I am aware of the basics of shared memory and inter process communication, but since my application is fairly specific I’m asking this question for general feedback.
I am working on 64 bit machines (MacOS and Win 64), using a 32bit visual coding toolkit. It is not practical to port the toolkit to 64bit at this time so I have memory limitations.
I am working on an application which must be able to scrub (go back and forth based on user input) high quality video at fast speeds. The obvious solutions are:
1 – Keep it all in memory.
2 – Stream from disk.
Putting it all in memory at the moment requires lowering the video quality to an unacceptable point, and streaming from disk causes the scrub to hang while loading.
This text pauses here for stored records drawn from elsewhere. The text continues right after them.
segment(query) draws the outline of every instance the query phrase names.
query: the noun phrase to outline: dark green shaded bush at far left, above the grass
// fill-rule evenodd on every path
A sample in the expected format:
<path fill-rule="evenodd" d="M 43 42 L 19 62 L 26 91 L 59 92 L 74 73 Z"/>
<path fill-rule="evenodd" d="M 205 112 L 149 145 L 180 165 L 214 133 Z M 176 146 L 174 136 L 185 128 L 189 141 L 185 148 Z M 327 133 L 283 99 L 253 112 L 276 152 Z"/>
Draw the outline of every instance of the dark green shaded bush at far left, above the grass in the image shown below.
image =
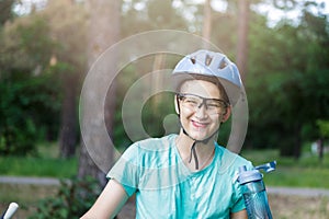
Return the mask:
<path fill-rule="evenodd" d="M 49 83 L 50 76 L 15 79 L 15 73 L 0 81 L 0 154 L 26 154 L 44 131 L 54 135 L 50 128 L 57 123 L 54 116 L 58 116 L 59 105 L 56 87 Z M 53 115 L 39 116 L 49 113 Z"/>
My current train of thought is to run a master and multiple slave programs. Each slave will load up a segment of the video into ram, and when the master program needs to load a different section of the video it will request this data from the slave and have it transferred over.
My question is, what is an appropriate way to do this?
I suspect shared memory will not allow me to get past the 32bit memory limitations my application currently has. I could do something as simple as pipes, but I was wondering if there is something else that is more suitable.
Ideally this solution would be Mac/Win portable, but since the final solution must reside on a windows box I will opt for windows solutions. Also the easier the better, as I’m not looking to spend weeks in dev time on this.
Thanks in advanced.
I’m going to guess you are (or at least can be) using a 64-bit machine with a 64-bit OS, even though it’s impractical to port all your code to 64 bits. I’m also assuming that your machine has enough memory available to hold the data you care about — the real problem is getting access to enough of that memory from 32-bit code.
If that’s the case, then I’d look at Windows’ Address Windowing Extensions (AWE) functions, such as
AllocateUserPhysicalPagesandMapUserPhysicalPages. These work quite a bit like file mapping except that when you map data into your address space, it’s already in physical memory instead of having to be read from the disk (i.e., the mapping is much faster).